Every write to Lore is attributed to an actor — a human or a named agent. You don't have to do anything for this to work; the process resolves its identity automatically:
~/.config/lore/auth.json) → writes attribute to that human.LORE_AGENT_TOKEN (a named agent's credential, set by a scheduled runtime or the agent's .mcp.json env) → writes attribute to that agent.Call the whoami tool if you need to know which you are — useful to announce yourself ("hi, I'm marketing-bot") or to decide whether to reload your operating context. The response includes last_deposit_at: the timestamp of your most recent deposit across all three kinds (narration via log, artifact via ingest, how-to-proposal via propose_procedure). Use it as a "have I deposited yet this session?" check. You generally don't need to call whoami otherwise; attribution is automatic and every source you ingest carries your actor.

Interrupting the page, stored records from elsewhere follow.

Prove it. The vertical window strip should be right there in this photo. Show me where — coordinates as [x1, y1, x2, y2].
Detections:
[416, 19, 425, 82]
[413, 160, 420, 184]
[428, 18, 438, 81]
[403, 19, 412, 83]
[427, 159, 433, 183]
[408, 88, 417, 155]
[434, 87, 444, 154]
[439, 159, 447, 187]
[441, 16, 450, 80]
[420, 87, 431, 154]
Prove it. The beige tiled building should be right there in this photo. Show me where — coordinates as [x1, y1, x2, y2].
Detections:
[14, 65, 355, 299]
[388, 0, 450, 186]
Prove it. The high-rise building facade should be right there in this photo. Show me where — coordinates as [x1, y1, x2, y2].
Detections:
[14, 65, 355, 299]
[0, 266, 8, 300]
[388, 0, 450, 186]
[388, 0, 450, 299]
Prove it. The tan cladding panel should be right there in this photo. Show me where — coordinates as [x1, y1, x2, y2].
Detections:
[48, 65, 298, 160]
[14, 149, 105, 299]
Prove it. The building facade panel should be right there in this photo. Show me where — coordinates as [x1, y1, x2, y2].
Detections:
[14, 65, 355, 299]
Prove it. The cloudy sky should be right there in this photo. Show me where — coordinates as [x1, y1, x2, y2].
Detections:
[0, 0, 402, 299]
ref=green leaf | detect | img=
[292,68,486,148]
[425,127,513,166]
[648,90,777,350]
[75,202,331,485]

Named agents are first-class identities with their own credential and data isolation — an agent cannot read a human's private layer. A human provisions an agent with lore agent install <name>; from then on that agent has a stable name across every session and runtime. See the CLI reference's Agents section for the management commands.
When you are coding inside a repo, prefer a project working copy when the user wants local context visible to native coding agents:
cd ~/workspace/my-code-repo
lore context add <project>
Then read .lore/context.md and relevant files in .lore/sources/ before planning. These are copied snapshots, not symlinks. context add registers the repo for daemon refresh, so clean snapshots can update after sync cycles. Do not edit .lore/base/ or .lore/manifest.json.
If the project has no sources yet, lore context add <project> still creates the scaffold. A repo-local .lore/ working copy currently tracks one Lore project; adding a different project replaces clean context, and active proposals require review or explicit --force.
If you find a factual issue, edit only the matching file in .lore/sources/ and tell the user to review:
lore context status
lore diff
Canonical Lore changes only after explicit approval:
lore changes apply <id>
If a correction is conflicted, use lore changes merge <id> to create a merged proposal. The merge is not canonical until the user approves it.
If the user wants to discard a local proposal, use lore changes discard <id>; lore changes discard <id> is the same Git-like alias.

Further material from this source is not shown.